Olaylar Ve Görüşler

Depremin kayıp çocukları- Erdal Atıcı

02 Mart 2023 Perşembe

Depremin ardından tartışmalar sürüyor, daha da sürecektir. Oysa tam da bugünlerde bizim önceliğimiz geride kalanları sahiplenmek, kanayan yaralarını sarmak olmalıdır. Başta da annesini, babasını, kardeşini, dedesini, ninesini kaybeden, kimsesiz kalan çocukların yanında olmak.

Olağan yaşamda, çocukların yetiştirilmesinden, korunmasından, eğitiminden öncelikle ailesi sorumludur. Ancak ailesi dağılmışsa, yaşamını yitirmişse ya da bu sorumluluğu alamayacak durumdaysa görev devlete düşmektedir.

Yasalarımıza göre ailesinin görevini yerine getirememesi, o çocuğu “korunmaya muhtaç çocuk” durumuna getirir. 2828 sayılı Sosyal Hizmetler Kanunu’na göre, bu çocuklarla ilgili tedbir kararı almak, onları korumak Aile ve Sosyal Hizmetler Bakanlığı’nın ana görevidir. Tedbir kararı alınan çocuklar vakit geçirilmeden Sosyal Hizmetler Genel Müdürlüğü’nün kreş ve yuvalarına veya yetiştirme yurtlarına yerleştirilir.

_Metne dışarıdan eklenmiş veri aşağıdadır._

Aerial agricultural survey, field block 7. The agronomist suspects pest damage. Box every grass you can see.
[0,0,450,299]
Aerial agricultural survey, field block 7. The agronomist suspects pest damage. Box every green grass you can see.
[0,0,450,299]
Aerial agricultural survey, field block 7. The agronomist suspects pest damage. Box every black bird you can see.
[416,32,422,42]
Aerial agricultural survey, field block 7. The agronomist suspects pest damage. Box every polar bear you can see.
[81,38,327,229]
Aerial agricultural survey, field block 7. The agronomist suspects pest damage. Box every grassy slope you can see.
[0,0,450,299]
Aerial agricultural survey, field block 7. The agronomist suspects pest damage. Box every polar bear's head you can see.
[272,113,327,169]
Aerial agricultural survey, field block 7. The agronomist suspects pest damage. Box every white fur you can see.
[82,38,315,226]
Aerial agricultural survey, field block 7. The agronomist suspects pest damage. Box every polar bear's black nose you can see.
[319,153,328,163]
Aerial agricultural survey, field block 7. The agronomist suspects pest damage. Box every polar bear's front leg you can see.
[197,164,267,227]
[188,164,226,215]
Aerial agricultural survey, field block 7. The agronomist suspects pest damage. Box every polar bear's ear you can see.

6 Şubat 2023 depreminden sonra anne babasını kaybeden ya da ailesinin nerede olduğu belli olmayan, enkazdan yaralı ya da sağlam çıkarılan çok sayıda çocuk çeşitli illere ve hastanelere gönderildi. Bu çocukların bir kısmı refakatsiz kaldığı için nerede oldukları, nereye yerleştirildikleri konusunda toplumda merak ve şüphe uyandı. 

Deprem bölgesinden Sakarya’ya getirilen 9 yetim çocuğun İsmailağa cemaatine yakın Sakarya Erenler İlme Hizmet Vakfı tarafından işletilen bir Kuran kursuna verildiği ortaya çıkınca insanlarımızın şüpheleri daha da arttı. Kuran kursu yetkilisinin haberi yapan gazeteciye, çocukları, kalacak yerleri olmadığı için, kendilerine müftünün gönderdiğini söylemesi kamuoyunun tepkilerine yol açtı. 

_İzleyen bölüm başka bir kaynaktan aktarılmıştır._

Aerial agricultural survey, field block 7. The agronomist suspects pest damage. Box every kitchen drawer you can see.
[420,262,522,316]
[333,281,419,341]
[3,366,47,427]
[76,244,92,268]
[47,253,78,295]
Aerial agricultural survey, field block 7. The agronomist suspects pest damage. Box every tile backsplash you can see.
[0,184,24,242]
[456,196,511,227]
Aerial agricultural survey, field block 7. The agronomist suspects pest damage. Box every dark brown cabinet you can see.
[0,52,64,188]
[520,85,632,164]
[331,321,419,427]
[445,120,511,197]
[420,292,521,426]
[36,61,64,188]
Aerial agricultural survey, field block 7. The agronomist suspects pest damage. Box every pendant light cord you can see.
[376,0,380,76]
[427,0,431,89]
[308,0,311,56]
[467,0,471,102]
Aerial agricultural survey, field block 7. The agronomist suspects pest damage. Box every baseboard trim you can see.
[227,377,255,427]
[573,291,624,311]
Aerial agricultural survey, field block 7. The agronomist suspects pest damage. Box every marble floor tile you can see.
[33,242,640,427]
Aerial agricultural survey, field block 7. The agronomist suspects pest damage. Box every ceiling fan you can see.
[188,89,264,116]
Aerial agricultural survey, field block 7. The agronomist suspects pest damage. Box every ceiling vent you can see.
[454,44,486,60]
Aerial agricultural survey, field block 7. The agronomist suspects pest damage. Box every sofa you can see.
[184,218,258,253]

Yukarıda sözünü ettiğimiz yasada, korunmaya muhtaç çocuklarla ilgili Diyanet’e ve müftülüklere verilen herhangi bir görev yoktur.

Burada ilk akla gelen sorular: Bu çocuklar niçin Sosyal Hizmetler Kurumu yurtlarına değil de Kuran kursu yurtlarına yerleştirilmiştir? Refakatçisi olsa bile bu çocuklarla ilgili niçin koruma kararı alınmamıştır? Türkiye’de Sosyal Hizmetler Kurumu dışında yurtlara yerleştirilen kaç depremzede çocuk vardır?

Deprem bölgesinden getirilen çocuklarımızın, dini eğitime değil, yaşadıkları büyük felaketin etkilerini silecek psikologlara, pedagoglara, rehberlik araştırma uzmanlarına gereksinimleri vardır. Bu süreçte çocuklarımızın duygusal gelişimine zarar verecek her türlü davranıştan kaçınılmalıdır. Duygusal gelişim, fiziksel ve zihinsel gelişimden önce gelmekte, hayatın temelini oluşturmaktadır. 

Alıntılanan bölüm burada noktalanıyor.